Memórias de um artista que partiu cedo demais

iG Minas Gerais | gustavo rocha |

Artista também se dedicou à ilustração de publicações pelo país
Amara photos/divulgação
Artista também se dedicou à ilustração de publicações pelo país

A ideia do livro “Monsã: Uma Vida na Ponta do Lápis”, biografia do cartunista Monsã, surgiu da pesquisa de mestrado do historiador André Mascarenhas, que estudava justamente os caricaturistas dos grandes jornais de Belo Horizonte nas décadas de 20 e 30.

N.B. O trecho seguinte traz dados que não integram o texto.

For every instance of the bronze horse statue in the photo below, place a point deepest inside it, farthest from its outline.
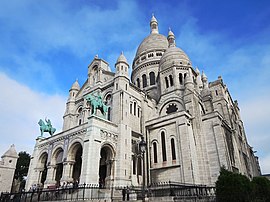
(46, 127)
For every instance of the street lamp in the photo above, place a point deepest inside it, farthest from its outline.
(142, 147)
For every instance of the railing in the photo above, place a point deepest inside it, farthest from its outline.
(176, 191)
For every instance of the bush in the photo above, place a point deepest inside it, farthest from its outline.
(260, 189)
(233, 187)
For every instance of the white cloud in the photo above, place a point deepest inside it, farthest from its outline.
(20, 110)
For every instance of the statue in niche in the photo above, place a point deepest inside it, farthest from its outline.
(97, 103)
(46, 127)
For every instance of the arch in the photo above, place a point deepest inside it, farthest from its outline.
(173, 149)
(138, 83)
(76, 151)
(42, 164)
(80, 115)
(144, 80)
(108, 102)
(163, 145)
(171, 80)
(152, 78)
(155, 152)
(175, 100)
(57, 160)
(135, 108)
(181, 78)
(107, 154)
(166, 82)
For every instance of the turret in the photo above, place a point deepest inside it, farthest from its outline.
(189, 84)
(7, 169)
(171, 38)
(69, 115)
(154, 25)
(122, 66)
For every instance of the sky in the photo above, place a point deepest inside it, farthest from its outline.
(46, 45)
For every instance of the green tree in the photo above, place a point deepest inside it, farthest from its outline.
(232, 187)
(22, 167)
(260, 189)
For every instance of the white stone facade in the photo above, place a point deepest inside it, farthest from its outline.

O trabalho pretendia estabelecer uma relação direta entre esses e os artistas modernistas que despontavam em São Paulo e no Rio de Janeiro, depois da Semana de Arte Moderna de 1922. Entre os cartunistas estão Delpino Júnior, Hildebrando Pimentel, B. Lima, Érico de Paula e Monsã. “Esses artistas andavam esquecidos até por nós, da história”, lamenta Mascarenhas. “Só de uns tempos para cá, esse olhar sobre o modernismo mudou. A ideia era que o modernismo só teria chegado a Belo Horizonte no fim da década de 30 e com aquela semana promovida pelo JK, em 1944”, pontua.

Em sua pesquisa por acervos pessoais dos artistas, o historiador conheceu o único filho de Monsã, João Baptista, que, além de desenhos do cartunista, tinha guardado consigo um antigo desejo familiar de escrever uma biografia sobre a trajetória de seu pai. “Infelizmente, minha mãe e minhas irmãs não estão vivas para ver a biografia de nosso pai ficar pronta”, lamenta Baptista, que hoje tem 74 anos.

Terminado o mestrado, Mascarenhas convidou uma antiga conhecida, a historiadora Maria Inês Cândido, para levar o projeto adiante. O resultado é um livro imponente, balanceado entre textos e imagens e que conta parte da história do cartunista, do modernismo e da profissionalização dos jornais em Belo Horizonte. “A imagem é um conteúdo e fala mais alto nesse livro. Tivemos poucas fontes bibliográficas”, comenta Cândido.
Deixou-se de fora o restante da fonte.